NMTは単なる営業機会

Google が Neural machine translation (NMT) を採用したことをきっかけに、NMTが従来の機械翻訳よりナチュラルな文章を作り出すことを、一般の人々まで知るようになった。そして機械翻訳を売り物にした翻訳システムの販売が加速している感がある。

先日、某社が企業向けに行ったAI機械翻訳システムの説明を聞く機会あった。

説明内容の主たるものは、従来からある翻訳統合管理システムや翻訳支援ツールのそれとまったく変わらない。用語の管理や Translation memory (TM) の利用など、従来からあるものとなんら変わらない印象だった。

そして、肝心のAI機械翻訳の説明はどうなったかといえば、その営業担当者の説明文句によると「国際規格のようなもの」を用いて、人工知能を使った機械翻訳と人間翻訳を比較した結果がXX%の精度であるという説明と、機械翻訳されたサンプルを投影して(読ませることなく)流す程度の説明で終わってしまった。

つまり、自社開発したという「人工知能を使った機械翻訳」の翻訳品質を具体的に見せて説明することはなく、ひたすら、システム利用による翻訳プロセスの効率化と統合的な翻訳環境の優位性の説明に終始していた。これでは、従来の翻訳支援ツールの説明となんら変わりがない。聞いているこちらは「こんなシステムは以前からある」としか感じられなかった。ただ、そういうシステムを知らない一般の顧客層には、きっと魅力的に映ったに違いない。
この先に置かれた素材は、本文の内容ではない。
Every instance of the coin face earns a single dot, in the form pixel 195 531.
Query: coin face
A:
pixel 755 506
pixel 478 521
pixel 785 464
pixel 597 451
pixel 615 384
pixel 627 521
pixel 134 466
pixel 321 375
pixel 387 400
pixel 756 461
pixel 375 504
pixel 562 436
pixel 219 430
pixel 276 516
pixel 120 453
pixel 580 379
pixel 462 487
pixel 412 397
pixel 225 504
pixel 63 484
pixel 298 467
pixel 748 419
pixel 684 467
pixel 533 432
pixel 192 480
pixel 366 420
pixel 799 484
そう、そういうことなのだ。「人工知能を採用した機械翻訳」とは、システム販売の単なる営業機会であり、宣伝文句として利用しているだけであって、売り方は従来の翻訳支援ツールのそれとまったく変わらない。そして導入する顧客の多くは、NMTだから良い翻訳結果が得られるのだろうという漠然とした理解と、統合された翻訳環境によって得られる効果への期待感で、判断してしまうのだと思う。

こうして、一般が持つ翻訳というものの概念がさらに壊されていくのだろう。言葉への意識とこだわりも一緒に。